Using Hortonworks Hoya at SequenceIQ Janos Matyas 24 March 2014

With this blog post we are starting a series of articles where we’d like to describe how we use YARN, why it is central to our product stack and why we believe that Hortonworks Hoya will be a determining building block in the Hadoop ecosystem.

While we don’t want to get in details about YARN, we’d like to briefly explain the advantages of running an application on YARN, and introduce you to Hortonworks Hoya.

At SequenceIQ we are building a multi-tenant, scale on demand data platform, with unpredictable batch and streaming workloads. Before YARN we have tried different cluster management frameworks with Hadoop and managed to have pretty good results with Amazon EC2 Autoscaling groups. Being true believers in open source and the need to diversify of provisioning Hadoop on different environments we needed to find an open source and ‘standardised’ solution – welcome YARN. (for example we provision Hadoop on Docker).

YARN separates the processing engine from the resource management – and acting effectively as an OS for Hadoop.
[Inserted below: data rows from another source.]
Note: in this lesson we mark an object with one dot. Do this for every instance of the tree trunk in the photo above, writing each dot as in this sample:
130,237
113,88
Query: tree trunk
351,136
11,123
With YARN, you can now run multiple applications in Hadoop, all sharing a common resource management and improving cluster utilisation (we will release some metrics soon). YARN also provides the following features out of the box:

  • Multi-tenancy
  • Management and monitoring
  • High availability
  • Security
  • Failover and recovery

All of the above and the effort of the Hadoop community and the wide adoption convinced us to start implementing our platform to run on top of YARN. During our proof of concepts we went as far as starting all our non Hadoop (and not YARN compatible) applications on YARN – using Hoya.

Hoya was introduced by Hortonworks mid last year – with the purpose to create Apache HBase clusters on YARN (since than it supports Apache Accumulo as well). The code evolved pretty fast and now Hoya is a framework/application which allows you to deploy existing distributed applications on YARN – and benefit all the nice features of YARN.

In order to support different applications Hoya has a plugin provider architecture (supported plugins are in the org.apache.hoya.providers package). Once a plugin is implemented (pretty straightforward, took us a few days only to understand and build a Flume and Tomcat plugin), the application is started in a YARN container and is monitored and controlled by YARN/Hoya. The clusters can be started, stopped, frozen and re-sized dynamically – and in case of container failures Hoya deploys a replacement.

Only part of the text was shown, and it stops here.